Para o MPF, o valor desviado por meio da empresa M. L. Comercial alimentou o caixa paralelo que serviu para praticar diversos atos de corrupção de agentes públicos e privados. No entanto, parte do valor desviado por meio dessa empresa não ingressou no caixa da organização criminosa. Foi constatado pela investigação que R$ 276 mil foram destinados diretamente à Afonso Lobo.

A partir de análise contábil da empresa M. L. Comercial, verificou-se a realização de 14 transferências, entre abril de 2015 a junho de 2016, em benefício das empresas Erhard Lange ME e Lola Comércio de Vestuário EIRELI. Afonso Lobo possui relacionamento direto e pessoal com os representantes de ambas as empresas: a Erhard Lange ME é administrada pelo sogro do ex-secretário de Fazenda, enquanto que a Lola Comércio é administrada pela sogra de Afonso Lobo.

Consta ainda na denúncia do MPF que a relação pessoal e direta entre Afonso Lobo e a empresa Erhard Lange ME é confirmada pelo fato de que o então secretário de Fazenda do Amazonas pediu expressamente a Mouhamad que a empresa fosse contratada como suposta fornecedora do INC.

Posição estratégica

Afonso Lobo é servidor público estadual, auditor-fiscal da Fazenda do Estado do Amazonas e foi secretário da Sefaz por mais de quatro anos, de dezembro de 2012 a janeiro de 2017, durante as gestões dos ex-governadores Omar Aziz (PSD) e José Melo (PROS). As investigações mostraram que, por ocupar tal posição, Lobo era peça estratégica para a organização criminosa liderada por Mouhamad, ao garantir tratamento privilegiado em comparação aos demais credores do Estado do Amazonas.

A participação de Afonso Lobo no esquema de corrupção veio à tona com a deflagração da Operação Custo Político, em dezembro de 2017, desdobramento da Operação Maus Caminhos. Entre maio de 2014 a agosto de 2016, ele recebeu de Mouhamad ingressos para a final da Copa do Mundo de Futebol, ingressos para shows, além de vinhos raros e pagamento de diárias em hotel em Brasília, cessão de carro e motorista em Brasília/São Paulo.

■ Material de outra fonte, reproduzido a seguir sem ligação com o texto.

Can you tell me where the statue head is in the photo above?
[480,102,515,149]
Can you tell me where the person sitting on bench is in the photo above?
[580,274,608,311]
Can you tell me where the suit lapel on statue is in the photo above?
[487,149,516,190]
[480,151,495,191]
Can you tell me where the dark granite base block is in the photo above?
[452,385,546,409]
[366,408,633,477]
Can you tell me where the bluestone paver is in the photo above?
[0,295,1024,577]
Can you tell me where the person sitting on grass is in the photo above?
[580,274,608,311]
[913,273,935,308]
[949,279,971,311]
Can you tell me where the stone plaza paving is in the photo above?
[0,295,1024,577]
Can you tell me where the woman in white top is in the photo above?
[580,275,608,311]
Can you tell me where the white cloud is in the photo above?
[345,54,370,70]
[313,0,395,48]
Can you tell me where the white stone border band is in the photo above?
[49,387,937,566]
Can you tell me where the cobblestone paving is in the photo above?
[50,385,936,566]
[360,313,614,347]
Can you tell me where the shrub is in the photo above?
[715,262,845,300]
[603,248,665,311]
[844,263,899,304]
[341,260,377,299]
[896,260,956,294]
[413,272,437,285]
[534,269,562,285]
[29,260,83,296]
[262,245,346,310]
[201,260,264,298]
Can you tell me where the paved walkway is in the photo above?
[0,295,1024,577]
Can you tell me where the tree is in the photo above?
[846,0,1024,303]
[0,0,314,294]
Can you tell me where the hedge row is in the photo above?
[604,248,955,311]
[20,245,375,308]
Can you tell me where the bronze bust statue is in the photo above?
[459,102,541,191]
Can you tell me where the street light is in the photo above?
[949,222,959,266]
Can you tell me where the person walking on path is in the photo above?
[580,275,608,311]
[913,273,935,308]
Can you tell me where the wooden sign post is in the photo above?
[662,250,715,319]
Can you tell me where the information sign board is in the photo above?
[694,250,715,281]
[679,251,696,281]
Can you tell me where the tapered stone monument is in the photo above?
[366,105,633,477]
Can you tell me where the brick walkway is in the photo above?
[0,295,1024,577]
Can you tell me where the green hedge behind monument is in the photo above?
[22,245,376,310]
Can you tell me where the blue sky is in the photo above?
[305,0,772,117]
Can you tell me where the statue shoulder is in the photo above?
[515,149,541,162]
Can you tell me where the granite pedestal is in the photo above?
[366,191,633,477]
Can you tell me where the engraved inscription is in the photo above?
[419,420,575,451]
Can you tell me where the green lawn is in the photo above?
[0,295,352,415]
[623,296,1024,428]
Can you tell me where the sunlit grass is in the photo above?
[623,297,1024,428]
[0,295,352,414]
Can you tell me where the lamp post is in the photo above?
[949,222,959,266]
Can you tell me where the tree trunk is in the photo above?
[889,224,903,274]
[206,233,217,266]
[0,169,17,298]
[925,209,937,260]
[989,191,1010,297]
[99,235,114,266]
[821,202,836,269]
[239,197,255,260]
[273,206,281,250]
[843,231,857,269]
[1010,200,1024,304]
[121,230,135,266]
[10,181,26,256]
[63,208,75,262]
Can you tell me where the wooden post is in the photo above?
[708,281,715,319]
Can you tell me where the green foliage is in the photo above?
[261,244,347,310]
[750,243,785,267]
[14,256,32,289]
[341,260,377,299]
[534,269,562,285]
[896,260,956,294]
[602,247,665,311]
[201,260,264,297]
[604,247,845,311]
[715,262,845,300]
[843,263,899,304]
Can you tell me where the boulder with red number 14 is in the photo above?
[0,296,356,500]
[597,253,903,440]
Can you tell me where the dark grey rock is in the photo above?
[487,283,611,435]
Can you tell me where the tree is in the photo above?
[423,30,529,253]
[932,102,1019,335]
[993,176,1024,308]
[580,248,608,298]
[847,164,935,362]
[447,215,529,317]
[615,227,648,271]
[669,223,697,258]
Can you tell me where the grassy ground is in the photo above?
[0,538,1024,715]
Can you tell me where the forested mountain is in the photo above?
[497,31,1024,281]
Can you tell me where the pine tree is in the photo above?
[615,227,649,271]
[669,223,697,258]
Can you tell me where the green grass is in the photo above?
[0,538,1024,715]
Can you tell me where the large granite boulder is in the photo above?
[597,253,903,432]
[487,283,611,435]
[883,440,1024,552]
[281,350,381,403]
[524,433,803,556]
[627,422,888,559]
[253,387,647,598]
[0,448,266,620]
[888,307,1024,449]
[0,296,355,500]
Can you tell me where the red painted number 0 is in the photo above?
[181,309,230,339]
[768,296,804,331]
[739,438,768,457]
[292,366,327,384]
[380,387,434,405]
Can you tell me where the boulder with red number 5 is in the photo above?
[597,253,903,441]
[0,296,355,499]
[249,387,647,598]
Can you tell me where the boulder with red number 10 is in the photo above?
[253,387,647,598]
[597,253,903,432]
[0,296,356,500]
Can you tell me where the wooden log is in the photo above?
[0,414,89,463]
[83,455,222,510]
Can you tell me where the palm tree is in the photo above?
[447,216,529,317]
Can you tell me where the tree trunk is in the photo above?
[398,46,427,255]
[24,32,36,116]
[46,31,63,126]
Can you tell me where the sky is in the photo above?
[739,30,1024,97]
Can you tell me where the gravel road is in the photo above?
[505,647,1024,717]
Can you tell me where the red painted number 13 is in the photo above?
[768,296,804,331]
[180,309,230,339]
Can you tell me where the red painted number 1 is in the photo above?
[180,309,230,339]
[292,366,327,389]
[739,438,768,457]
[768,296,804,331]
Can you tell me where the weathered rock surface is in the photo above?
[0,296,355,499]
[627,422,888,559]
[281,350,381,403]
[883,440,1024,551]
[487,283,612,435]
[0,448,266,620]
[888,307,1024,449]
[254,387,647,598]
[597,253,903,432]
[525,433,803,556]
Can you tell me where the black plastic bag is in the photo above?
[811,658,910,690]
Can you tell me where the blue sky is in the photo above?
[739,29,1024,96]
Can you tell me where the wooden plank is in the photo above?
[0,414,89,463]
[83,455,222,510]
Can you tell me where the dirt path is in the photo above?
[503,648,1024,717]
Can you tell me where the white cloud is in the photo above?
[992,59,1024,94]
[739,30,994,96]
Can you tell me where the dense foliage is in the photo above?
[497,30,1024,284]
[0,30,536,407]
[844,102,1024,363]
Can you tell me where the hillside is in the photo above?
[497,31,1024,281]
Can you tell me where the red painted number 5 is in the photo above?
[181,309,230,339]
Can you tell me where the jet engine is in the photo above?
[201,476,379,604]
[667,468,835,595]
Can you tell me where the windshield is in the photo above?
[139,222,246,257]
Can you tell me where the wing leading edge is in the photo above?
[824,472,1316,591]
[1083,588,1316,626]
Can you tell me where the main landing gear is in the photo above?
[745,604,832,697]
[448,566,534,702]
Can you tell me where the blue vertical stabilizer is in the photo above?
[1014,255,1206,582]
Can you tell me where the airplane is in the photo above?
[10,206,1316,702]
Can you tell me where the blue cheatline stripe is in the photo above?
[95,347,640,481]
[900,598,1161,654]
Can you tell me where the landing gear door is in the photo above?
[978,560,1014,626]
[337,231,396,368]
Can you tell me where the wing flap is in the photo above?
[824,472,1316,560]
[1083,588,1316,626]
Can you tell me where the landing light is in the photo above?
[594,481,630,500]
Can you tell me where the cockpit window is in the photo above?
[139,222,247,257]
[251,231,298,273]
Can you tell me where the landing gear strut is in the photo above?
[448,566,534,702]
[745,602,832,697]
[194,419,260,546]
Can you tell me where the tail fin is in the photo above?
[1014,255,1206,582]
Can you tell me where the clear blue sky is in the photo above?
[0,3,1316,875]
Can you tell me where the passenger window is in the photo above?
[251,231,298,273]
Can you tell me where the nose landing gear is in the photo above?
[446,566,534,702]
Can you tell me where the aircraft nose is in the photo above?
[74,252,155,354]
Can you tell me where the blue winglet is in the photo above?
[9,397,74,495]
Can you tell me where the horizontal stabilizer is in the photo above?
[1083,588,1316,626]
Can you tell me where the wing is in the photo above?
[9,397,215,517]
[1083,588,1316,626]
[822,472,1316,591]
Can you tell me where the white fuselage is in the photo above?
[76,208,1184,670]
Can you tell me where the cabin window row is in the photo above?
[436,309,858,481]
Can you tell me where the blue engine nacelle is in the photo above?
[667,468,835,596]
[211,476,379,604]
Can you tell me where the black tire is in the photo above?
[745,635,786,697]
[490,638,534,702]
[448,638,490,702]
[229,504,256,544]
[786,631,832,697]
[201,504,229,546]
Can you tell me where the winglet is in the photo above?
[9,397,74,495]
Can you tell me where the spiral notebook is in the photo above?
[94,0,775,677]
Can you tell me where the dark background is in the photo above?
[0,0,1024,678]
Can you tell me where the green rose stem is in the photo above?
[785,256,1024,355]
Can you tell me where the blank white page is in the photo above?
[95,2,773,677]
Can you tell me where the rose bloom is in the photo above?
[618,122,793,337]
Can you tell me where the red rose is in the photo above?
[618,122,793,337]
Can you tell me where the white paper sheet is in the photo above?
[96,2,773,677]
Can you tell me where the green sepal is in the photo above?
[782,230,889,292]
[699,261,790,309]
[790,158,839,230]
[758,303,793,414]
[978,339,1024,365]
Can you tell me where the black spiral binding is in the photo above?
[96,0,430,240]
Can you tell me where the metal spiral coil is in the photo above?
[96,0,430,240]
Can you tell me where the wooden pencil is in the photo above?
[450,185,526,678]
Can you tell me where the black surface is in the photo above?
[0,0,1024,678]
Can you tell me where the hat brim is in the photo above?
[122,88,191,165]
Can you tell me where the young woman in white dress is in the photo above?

O ex-secretário da Sefaz já responde a outras três ações penais pelos crimes de organização criminosa, falso testemunho, peculato, corrupção e lavagem de dinheiro, entre outros crimes, além de duas ações de improbidade administrativa, todas em razão das dezenas de situações ilegais reveladas a partir da Operação Maus Caminhos.